The International Atomic Energy Agency (IAEA) said on Wednesday that Iran had started the process of enriching uranium to up to 20% purity with one cascade, or cluster, of 166 advanced IR-6 machines at its Fordow plant, dug into a mountain.

Iran and major powers are trying, in talks in Vienna, to revive a 2015 deal under which Tehran limited its nuclear programme in exchange for relief from U.S., EU and U.N. economic sanctions. The United States withdrew from the pact in 2018, during the administration of then-President Donald Trump, and Iran responded by violating the agreement's limits.

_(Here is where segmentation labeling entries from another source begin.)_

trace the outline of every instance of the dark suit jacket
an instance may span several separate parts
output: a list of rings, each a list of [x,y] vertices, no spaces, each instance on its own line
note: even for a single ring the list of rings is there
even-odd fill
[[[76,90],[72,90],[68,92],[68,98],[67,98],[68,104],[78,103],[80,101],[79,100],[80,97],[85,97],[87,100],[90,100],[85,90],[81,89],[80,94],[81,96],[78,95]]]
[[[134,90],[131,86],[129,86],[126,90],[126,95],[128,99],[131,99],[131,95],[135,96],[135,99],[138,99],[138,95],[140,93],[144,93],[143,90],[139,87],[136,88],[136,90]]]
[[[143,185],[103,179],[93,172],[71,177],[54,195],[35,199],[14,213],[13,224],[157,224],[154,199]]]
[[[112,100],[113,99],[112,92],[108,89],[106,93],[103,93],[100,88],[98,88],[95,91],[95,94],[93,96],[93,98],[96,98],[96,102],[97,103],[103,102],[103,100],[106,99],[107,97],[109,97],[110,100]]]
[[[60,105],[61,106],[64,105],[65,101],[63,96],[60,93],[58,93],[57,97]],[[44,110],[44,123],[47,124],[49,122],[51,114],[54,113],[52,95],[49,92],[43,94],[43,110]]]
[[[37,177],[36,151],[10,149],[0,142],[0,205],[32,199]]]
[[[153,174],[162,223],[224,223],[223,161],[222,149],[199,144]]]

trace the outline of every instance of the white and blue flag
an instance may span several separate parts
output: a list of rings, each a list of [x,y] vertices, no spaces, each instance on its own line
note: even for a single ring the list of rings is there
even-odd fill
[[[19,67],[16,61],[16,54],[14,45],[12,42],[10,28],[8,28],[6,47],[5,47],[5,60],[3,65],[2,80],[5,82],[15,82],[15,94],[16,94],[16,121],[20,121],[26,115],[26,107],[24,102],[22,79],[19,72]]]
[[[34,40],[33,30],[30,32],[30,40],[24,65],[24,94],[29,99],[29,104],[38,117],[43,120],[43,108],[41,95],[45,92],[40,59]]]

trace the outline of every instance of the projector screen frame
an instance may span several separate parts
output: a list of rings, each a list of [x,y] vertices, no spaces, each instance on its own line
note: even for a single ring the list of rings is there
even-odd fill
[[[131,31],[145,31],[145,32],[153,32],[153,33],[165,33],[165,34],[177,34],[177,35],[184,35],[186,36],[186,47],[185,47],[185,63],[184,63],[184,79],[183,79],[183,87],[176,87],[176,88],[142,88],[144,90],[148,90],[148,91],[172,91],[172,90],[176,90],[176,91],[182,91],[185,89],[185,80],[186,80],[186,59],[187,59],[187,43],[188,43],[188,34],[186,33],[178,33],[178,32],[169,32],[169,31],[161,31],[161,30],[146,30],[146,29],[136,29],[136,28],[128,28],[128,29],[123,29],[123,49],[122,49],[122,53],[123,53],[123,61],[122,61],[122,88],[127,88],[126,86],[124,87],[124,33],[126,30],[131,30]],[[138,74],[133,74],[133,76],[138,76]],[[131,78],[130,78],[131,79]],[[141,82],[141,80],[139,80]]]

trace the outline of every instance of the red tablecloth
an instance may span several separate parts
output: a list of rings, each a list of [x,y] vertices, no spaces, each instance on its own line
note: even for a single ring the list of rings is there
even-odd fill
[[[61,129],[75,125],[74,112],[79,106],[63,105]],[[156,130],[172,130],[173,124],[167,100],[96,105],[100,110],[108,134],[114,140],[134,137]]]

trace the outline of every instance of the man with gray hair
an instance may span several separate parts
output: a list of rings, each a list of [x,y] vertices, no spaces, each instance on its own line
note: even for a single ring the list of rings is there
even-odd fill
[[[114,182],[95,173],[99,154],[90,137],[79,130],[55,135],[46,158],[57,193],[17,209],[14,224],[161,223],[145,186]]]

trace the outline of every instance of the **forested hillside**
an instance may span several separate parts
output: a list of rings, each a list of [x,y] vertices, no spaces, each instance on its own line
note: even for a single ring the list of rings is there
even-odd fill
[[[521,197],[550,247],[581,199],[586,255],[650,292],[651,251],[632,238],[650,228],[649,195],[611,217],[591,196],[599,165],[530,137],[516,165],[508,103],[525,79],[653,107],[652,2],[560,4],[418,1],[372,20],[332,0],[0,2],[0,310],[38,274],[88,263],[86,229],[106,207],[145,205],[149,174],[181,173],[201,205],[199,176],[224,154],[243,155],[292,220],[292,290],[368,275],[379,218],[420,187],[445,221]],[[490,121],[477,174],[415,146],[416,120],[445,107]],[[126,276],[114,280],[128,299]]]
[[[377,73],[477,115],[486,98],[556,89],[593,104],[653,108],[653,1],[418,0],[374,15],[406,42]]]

An Israeli official said Bennett told Blinken of his objections to any lifting of sanctions against Iran, particularly under an interim deal, which would effectively mean "the massive flow of funds to the Iranian regime".

Under the 2015 deal, no uranium enrichment is supposed to be carried out at Fordow at all. Until now Iran had been producing enriched uranium there with IR-1 machines and had enriched with some IR-6s without keeping the product.

In a video interview on Thursday with Israel's YNet news website, Defence Minister Benny Gantz voiced confidence that U.S. President Joe Biden would make good on a promise not to let Iran obtain nuclear weapons.

"I don't think we are alone. I do think we always have to prepare the option for the moment when we may find ourselves alone," he said. "I say again, an attack (on Iran) is an option. It doesn't have to be the first one."